Internet access for all will be determined by the cost of access. The last barrier to access is the "last mile".
And this brings up a story...
A year ago, the City of San Francisco had a problem. They wanted to deploy broadband access to one of the housing developments that the San Francisco Housing Authority runs. The Alice Griffith (aka Double Rock) housing development is located in the south east corner of the city. Many of San Francisco's housing developments are down there such as Hunter's View, Hunters's Point West and Sunnydale.

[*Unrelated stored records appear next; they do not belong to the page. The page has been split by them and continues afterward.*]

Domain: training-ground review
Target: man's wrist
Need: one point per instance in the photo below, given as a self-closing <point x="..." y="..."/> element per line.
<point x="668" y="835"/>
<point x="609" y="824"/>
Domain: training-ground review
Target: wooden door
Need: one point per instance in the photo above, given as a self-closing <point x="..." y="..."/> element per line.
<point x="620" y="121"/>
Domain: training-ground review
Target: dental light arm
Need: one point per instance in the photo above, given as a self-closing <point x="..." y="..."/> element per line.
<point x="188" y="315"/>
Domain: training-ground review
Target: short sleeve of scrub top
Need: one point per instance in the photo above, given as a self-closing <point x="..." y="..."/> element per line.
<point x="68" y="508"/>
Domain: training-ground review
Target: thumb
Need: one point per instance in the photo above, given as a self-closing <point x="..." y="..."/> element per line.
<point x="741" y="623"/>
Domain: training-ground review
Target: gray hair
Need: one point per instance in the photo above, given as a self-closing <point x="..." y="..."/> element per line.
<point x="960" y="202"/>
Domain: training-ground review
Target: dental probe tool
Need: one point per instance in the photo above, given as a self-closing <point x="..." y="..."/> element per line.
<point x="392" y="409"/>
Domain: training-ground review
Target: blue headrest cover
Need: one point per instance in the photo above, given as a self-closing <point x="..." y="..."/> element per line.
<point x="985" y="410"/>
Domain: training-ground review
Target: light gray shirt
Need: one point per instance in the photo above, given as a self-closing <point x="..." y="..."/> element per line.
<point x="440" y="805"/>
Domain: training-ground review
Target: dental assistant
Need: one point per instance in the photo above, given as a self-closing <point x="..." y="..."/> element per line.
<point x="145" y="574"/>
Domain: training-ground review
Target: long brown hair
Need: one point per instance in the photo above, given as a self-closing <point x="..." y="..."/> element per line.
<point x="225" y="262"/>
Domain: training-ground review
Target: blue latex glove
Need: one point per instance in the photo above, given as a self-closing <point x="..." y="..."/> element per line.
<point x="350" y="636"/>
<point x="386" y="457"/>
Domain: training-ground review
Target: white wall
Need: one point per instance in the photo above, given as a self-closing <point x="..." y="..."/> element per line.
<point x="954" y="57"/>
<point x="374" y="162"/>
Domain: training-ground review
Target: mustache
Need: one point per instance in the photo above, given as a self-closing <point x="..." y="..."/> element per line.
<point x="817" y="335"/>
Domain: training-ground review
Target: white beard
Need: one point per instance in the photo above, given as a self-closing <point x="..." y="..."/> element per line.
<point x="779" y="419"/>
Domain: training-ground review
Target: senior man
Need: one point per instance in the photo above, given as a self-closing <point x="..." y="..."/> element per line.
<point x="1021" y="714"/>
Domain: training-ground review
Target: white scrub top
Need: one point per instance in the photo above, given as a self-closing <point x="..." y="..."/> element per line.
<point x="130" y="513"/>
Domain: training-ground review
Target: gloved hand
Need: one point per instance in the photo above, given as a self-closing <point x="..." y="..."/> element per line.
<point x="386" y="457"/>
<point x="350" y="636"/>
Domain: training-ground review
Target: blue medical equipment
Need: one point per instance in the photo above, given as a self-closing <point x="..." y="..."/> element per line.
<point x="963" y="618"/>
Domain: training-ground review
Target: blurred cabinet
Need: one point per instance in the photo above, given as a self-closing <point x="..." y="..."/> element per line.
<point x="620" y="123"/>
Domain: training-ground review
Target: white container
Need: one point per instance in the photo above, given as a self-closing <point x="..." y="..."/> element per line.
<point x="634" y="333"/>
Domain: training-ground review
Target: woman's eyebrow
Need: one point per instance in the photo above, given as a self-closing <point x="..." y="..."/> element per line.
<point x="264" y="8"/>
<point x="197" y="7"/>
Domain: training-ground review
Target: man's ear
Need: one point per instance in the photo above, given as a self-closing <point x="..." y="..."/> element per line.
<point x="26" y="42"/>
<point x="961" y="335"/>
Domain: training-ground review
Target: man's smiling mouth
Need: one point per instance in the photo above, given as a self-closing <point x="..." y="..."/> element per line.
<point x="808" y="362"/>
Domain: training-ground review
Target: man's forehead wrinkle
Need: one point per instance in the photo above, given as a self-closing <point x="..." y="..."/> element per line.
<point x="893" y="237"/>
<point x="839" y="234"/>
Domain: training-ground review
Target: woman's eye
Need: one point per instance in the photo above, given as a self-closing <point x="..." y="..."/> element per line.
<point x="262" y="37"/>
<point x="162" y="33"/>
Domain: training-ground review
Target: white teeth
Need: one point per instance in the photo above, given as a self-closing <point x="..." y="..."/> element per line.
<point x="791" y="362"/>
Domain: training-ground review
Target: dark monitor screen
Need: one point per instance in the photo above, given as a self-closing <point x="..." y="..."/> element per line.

In the extreme south/east corner of San Francisco where Alice Griffith is, there is only one broadband provider, Comcast. They really were not that interested in helping this project out as they already have a contract with the city to provide cable to the housing development as part of their franchise. The other San Francisco broadband provider is AT&T (aka, Pacific Telephone and Telegraph, Pacific Bell, SBC). AT&T did not install DSL in this area. With that, in order to get broadband to Alice Griffith, San Francisco was about to ink a deal with AT&T for two DS-1 connections that would give Alice Griffith 3Mb/s for $1,300 a month(1). You would think that since Pacific Bell's original corporate office was located in San Francisco that AT&T would have some interest in helping out 3 Mb/s of broadband. Nope. They wanted the bucks.
Right now, wholesale broadband costs anywhere from $10 a month per megabit to say $100 a month. At my company we get it on the cheaper end of that range. With the assumption that AT&T needs to cover say $30 a month for the wholesale cost of 3 Mb/s, that leave a tidy profit of $1,270 per month.
Ok, we need to count in the cost of the copper to Alice Griffith. AT&T typically charges about $12 or so a month for each copper pair to DSL providers. Two DS1s will take either two pairs or four pairs depending on the technology AT&T is using to transport it (HDSL vs. standard DS1). Right now AT&T use 1 pair for DS1. So assuming that AT&T makes zero profit off of the $12 a month they are charging DSL providers (yeah, right), then the cost for the copper is $24 a month. Ok, $1,270 - $24 leaves around $1,246 net profit.
How can AT&T charge this? Simply there is no competition.
When we at TLGnet (San Francisco's first ISP) first started out in 1990, we were paying $5,000 a month to UUnet for bandwidth via a DS1. Of course we had to pay for the DS1 to get it to us. That was about $500 a month. Since then, bandwidth is in the $20 a Mb/s per month range and DS1 costs are exactly the same. The last mile cost in 1990 was 9.1% of the total costs. Now it is about 87% of the total costs (assuming say $100 for the bandwidth and $650 for the DS1).
Wholesale bandwidth has plenty of competition from folks like AT&T, MFN, MCI, Savis, Level3, XO, Global Crossing, among other "tier one" providers and have dropped bandwidth prices to about 3% of what it cost us in 1990. Like San Francisco, last mile providers have no competition and have not changed their pricing at all. The various telecom acts to reform this has very little if any impact for the end user.
It was interesting that even Comcast didn't try to make a buck here. They just said no. If you counted on at least two providers providing competition, you would be disappointed.
On the next rant, I am going to look back in San Francisco history for precedents to this issue.
(1) It so happens my ISP is 4 blocks away from Alice Griffith and we put in a 5.8GHz radio link to it. Now they have 50Mb/s of free access as opposed to the 3 Mb/s that they would have had to pay $1,300 a month for.